First and foremost, marketers and campaign managers need to accept the resurgence of nationalist fervour propelled by the COVID-19 crisis, especially its place of origin. The changes introduced in the economy and functioning of businesses are here to stay and so is the renewed interest in all things home-grown. Marketers and campaign managers need to quickly adapt to the new normal. Second, as social distancing measures will now be the norm, marketers and campaign managers need to be more self-reliant in designing and executing marketing campaigns. Physically meeting and discussing your campaign plans with your research and advertisement agencies and overseeing the executions of the campaigns will not be a regular affair. Hence, developing and executing such campaigns will require the marketer to do a lot of background work before engaging agencies to run the campaigns. Third, marketers who still haven’t had the chance to join the digital marketing bandwagon now is the right time. In fact, this is the last chance for them. Fourth, marketers and campaign managers need to have more local content to recapture the imagination of the Indian public.
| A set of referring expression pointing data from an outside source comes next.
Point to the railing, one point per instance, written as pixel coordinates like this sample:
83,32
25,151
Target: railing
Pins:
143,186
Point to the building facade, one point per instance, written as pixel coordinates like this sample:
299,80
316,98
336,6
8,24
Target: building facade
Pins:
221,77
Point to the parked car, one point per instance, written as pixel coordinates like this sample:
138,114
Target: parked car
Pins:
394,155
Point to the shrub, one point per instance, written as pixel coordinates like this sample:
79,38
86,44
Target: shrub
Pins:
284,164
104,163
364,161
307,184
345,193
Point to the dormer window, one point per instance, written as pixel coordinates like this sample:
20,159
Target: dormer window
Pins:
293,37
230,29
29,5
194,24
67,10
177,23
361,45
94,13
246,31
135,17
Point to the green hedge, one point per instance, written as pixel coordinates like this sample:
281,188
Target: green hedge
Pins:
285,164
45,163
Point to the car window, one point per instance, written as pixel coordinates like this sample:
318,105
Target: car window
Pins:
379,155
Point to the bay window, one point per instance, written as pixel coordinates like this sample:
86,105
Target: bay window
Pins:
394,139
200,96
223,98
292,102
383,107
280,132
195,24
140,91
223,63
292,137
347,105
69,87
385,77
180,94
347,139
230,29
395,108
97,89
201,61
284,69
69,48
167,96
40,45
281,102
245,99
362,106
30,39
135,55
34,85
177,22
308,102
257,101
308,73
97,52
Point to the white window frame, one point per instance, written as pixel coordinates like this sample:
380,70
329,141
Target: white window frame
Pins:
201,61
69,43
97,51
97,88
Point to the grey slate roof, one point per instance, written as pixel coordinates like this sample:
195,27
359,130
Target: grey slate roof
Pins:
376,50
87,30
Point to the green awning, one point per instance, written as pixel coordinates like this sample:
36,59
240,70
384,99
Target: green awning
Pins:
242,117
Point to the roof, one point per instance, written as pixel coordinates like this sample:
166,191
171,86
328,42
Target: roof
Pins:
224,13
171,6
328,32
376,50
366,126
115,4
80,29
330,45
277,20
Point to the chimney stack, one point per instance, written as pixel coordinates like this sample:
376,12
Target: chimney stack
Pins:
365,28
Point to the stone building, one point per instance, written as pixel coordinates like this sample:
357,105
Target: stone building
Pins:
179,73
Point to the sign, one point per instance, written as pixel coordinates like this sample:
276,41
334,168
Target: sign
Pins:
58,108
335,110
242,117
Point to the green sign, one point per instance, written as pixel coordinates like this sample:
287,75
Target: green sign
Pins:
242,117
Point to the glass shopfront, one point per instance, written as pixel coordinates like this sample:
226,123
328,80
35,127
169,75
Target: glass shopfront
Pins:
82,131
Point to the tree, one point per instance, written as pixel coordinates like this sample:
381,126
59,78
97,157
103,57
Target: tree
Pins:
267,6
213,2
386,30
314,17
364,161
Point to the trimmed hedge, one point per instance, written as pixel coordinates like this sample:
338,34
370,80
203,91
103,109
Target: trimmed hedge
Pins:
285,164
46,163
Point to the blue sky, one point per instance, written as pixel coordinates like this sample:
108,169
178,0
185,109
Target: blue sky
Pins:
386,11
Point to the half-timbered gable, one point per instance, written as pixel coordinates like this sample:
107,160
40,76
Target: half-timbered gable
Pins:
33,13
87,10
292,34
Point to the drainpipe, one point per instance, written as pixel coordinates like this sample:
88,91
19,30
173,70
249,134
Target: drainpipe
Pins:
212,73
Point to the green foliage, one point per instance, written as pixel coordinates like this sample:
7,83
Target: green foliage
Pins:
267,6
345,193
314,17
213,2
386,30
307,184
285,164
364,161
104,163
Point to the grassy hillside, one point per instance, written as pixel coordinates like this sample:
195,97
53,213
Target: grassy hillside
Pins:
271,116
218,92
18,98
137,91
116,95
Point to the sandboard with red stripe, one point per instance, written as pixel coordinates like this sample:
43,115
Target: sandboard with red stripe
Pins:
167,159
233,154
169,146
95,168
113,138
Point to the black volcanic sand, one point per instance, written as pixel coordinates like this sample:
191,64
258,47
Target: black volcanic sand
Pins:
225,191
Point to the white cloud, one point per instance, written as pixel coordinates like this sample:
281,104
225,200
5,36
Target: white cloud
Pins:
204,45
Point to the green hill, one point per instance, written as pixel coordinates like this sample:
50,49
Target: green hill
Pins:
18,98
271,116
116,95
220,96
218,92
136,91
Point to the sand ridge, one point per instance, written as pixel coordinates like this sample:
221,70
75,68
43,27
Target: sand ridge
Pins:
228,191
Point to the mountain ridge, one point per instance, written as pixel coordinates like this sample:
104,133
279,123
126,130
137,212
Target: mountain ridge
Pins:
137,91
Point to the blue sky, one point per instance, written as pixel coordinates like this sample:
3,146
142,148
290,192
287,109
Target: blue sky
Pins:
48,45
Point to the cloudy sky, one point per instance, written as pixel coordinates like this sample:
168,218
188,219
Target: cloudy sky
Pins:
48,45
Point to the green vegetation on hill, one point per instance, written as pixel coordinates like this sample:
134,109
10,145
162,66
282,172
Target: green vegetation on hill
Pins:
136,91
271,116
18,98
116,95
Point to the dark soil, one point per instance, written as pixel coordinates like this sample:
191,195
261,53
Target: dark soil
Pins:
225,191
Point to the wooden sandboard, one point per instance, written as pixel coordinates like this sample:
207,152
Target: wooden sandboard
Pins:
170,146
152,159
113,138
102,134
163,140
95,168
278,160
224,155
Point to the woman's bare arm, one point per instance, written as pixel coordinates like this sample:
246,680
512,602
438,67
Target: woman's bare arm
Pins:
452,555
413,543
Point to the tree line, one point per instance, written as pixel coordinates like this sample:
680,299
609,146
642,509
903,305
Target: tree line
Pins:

To develop more locally-grounded content, marketers and campaign managers need to work with Indian aesthetics (in place of western concepts and constructs), culture, and traditions. 
 
In other words, now is the time to look inwards into our ‘atman’ (soul) i.e., into our glorious history, culture, and traditions. Now is the time to be an ‘atmanirbhar marketer’.
 
(Piyush Pranjal is faculty at O. P. Jindal Global University, Sonipat, India and Madhuri Mukherjee is an HR professional.)